Hierbij kan de hete vloeistof plotseling overkoken.
16. Als u rook uit de oven ziet komen, schakel de oven dan uit of trek de
stekker uit het stopcontact en laat de ovendeur dicht om eventuele
vlammen te doven.
Levensmiddelen die vlam hebben gevat bedreigen uw veiligheid door
brand, kortsluiting of een elektrische schok.
17. Houd uw oven in het oog gaten en controleer deze regelmatig wanneer
u er levensmiddelen in verwarmt in wegwerpverpakkingen van plastic,
papier of ander brandbaar materiaal.
Door breuk van de verpakking kan de etenswaar of de vloeistof tijdens
de bereiding in de oven weglekken en zelfs vlam vatten.
18. De temperatuur van de bereikbare onderdelen van de oven kan flink
oplopen wanneer de oven in werking is.
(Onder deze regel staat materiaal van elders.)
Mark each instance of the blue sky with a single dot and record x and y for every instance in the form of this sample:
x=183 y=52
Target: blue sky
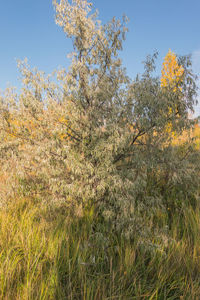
x=27 y=29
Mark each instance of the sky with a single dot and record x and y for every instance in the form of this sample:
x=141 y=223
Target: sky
x=28 y=29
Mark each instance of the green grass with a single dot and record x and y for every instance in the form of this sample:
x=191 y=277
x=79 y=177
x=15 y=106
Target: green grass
x=46 y=255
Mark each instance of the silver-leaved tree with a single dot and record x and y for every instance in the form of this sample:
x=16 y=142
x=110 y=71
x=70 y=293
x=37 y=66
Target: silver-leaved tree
x=93 y=139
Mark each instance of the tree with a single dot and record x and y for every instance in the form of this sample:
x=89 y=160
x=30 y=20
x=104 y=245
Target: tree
x=99 y=136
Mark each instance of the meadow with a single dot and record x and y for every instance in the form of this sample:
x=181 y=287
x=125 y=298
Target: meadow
x=99 y=174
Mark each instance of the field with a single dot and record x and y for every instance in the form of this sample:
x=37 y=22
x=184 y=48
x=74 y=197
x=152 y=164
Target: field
x=45 y=254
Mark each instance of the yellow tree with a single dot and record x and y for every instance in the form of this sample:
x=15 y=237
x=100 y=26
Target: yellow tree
x=172 y=72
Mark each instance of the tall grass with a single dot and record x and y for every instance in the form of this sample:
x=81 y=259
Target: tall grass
x=44 y=255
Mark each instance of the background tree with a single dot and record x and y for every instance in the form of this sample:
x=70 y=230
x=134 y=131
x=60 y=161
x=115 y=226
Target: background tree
x=97 y=139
Raak de ovendeur, de boven-
en achterkant en de zijkanten evenals de binnenkant van de oven, de
toebehoren en schotels, schalen en borden tijdens het grillen,
convectiekoken en automatisch koken niet aan voordat de oven is
uitgeschakeld en u hebt vastgesteld dat ze niet heet zijn.
Omdat al deze onderdelen heet kunnen worden loopt u het risico van
verbrandingen tenzij u dikke ovenwanten draagt.